Beyond the Frame: kelechi agwuncha Talks Presence, Possibility and Taking Up More Space

Kai Warrior interviews Santa Fe-based Igbo-American filmmaker, documentarian, and storyteller kelechi agwuncha about their work—which explores play, politics, and possibility—for UpLift Chronicles.

Beyond the Frame: kelechi agwuncha Talks Presence, Possibility and Taking Up More Space
Still photograph of tether, a live audio-visual performance by agwuncha at the 2023 Currents New Media Festival / Photo by August Baldy

by Kai Warrior

kelechi agwuncha is an Igbo-American, first-generation filmmaker, documentarian, and storyteller. agwuncha combines audio and visual blips in time with fervor and play, inviting you into their world while motivating you to question your own. Born and raised in Illinois, earning their BA at Southern Illinois University and their master’s at The University of California, San Diego, they landed in New Mexico in 2022. agwuncha employs their connection to body, introspection, childhood, and play to pair with feelings that arise from being diasporic, Black, and present-minded in the Western world, creating works that stick with the person experiencing them.
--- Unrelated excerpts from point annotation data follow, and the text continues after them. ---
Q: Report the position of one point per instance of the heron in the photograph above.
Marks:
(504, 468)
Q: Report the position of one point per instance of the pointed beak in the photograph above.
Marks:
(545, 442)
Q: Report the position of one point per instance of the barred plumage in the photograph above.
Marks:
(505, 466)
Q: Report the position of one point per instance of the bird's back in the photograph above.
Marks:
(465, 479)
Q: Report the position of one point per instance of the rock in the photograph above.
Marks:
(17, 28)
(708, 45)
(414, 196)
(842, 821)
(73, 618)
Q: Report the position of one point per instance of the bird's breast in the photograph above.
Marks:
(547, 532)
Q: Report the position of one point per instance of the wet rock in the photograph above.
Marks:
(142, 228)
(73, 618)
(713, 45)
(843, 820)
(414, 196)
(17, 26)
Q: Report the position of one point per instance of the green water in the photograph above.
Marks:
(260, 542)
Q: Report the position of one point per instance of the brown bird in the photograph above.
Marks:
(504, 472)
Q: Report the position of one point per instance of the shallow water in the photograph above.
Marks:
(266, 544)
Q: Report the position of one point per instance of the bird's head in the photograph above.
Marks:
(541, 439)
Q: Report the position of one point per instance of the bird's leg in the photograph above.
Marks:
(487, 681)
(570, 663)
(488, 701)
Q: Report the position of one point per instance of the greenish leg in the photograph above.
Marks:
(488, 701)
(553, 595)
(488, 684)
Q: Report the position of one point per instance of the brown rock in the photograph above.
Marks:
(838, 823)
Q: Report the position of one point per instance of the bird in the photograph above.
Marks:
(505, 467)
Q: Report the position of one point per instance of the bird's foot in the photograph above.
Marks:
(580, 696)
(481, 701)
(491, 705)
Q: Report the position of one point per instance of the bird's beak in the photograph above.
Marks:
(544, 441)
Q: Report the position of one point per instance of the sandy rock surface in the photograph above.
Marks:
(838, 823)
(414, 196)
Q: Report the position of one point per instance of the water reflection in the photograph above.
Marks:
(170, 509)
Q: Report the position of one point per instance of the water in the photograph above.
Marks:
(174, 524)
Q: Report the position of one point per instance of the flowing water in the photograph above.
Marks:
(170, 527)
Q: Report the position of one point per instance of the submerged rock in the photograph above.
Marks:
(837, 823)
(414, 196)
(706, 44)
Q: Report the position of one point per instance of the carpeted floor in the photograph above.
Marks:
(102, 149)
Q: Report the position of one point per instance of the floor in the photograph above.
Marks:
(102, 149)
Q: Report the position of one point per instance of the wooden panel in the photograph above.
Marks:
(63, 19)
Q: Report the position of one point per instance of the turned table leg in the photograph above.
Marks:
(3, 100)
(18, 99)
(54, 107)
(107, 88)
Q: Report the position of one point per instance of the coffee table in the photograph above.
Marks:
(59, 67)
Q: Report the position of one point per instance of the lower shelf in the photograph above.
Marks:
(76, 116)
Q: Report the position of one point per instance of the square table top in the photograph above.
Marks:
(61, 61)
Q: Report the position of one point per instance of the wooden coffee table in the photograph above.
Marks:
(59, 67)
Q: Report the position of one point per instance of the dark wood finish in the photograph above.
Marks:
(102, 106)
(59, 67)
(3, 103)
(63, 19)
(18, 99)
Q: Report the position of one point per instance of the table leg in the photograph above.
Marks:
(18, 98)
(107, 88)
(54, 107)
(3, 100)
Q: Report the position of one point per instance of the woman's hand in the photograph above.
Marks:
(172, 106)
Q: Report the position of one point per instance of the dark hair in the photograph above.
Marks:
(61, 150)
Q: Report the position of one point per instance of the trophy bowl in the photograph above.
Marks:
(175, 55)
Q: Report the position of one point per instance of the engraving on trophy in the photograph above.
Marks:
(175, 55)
“I am diasporic and I have been fragmented in a way. Having to take on all these identities and in moving to New Mexico, there is a culture that I’m coming into and learning from and witnessing that I will carry within my spirit and my values.” - kelechi agwuncha

Diaspora as Medium

agwuncha spent their childhood playing outdoors, participating in sports like hockey, rollerblading and soccer. They watched their dad act as the family documentarian and pondered the fabrication of fantasy while watching various bootlegged West African, Senegalese, and Nollywood films, which piqued their interest in filmmaking. Later, they began embedding video, sound, and television monitors into their physical sculptural works, opening up an entirely new approach to creating.

Performance As Portal

One of their more recent works, amplifies it, doubles it, and trebles it, is a live multimedia performance series that debuted in Santa Fe in 2024, founded and produced by agwuncha. “The performances integrate video installations, poetry, sound, and lighting to communicate a language of possibility that connects with nature and open-air spaces,” and agwuncha is searching for funding to bring that experience to Albuquerque.

kelechi agwuncha at amplifies it, doubles it, and trebles it, a live multimedia performance series agwuncha founded and produced that debuted in Santa Fe in 2024 / Photo by Lyric Newbern

Doing the Work

agwuncha is rupturing past First Cinema—which is cinema designed for entertainment, distraction, and profit—into Third Cinema. Third Cinema explores the importance of documentary work within the film industry. Its purpose is to receive, document, and recollect narratives without any sort of overseer filtering the stories and information. “I think I'm learning how to develop this framework of politics within documentary work. This is a whole new sphere for me… I’ve watched it, but I've never really been taught what the deep history is. And that's what I'm interested in—I'm interested in doing the homework,” says agwuncha.

Creation as Resistance

In works titled “synonyms of orange” and “tether,” their purpose is assessing the experience of recess in the Western elementary school system and how we understand recess as a space of social formation for children and “productivity” as they grow into adulthood. “There’s something about what’s happening in Gaza and the Southern Hemisphere of Africa that made me think, ‘What am I doing? …I need to do something.’” That’s what agwuncha has been focusing on lately. They’ve created works in the past that have been indirectly political, but agwuncha is now making the conscious decision to create more directly political artworks.

Firsts in Focus

agwuncha is currently working on a few firsts. They’re making their first documentary, titled breath to breath, about Phoenix Savage, a queer elder who’s leading a peer-led teaching program that makes loving space for yoga and song for women in New Mexico’s Springer Correctional Facility; the goal is reminding the viewer of the humanity and softness tightly tangled up within the incarceration system. Along with that, agwuncha is editing their first-ever music video for an artist known as BSA Gold (a.k.a. Baredu Ahmed), and recently traveled to Indiana to film it, having watched a handful of Sinead O’Connor music videos in preparation.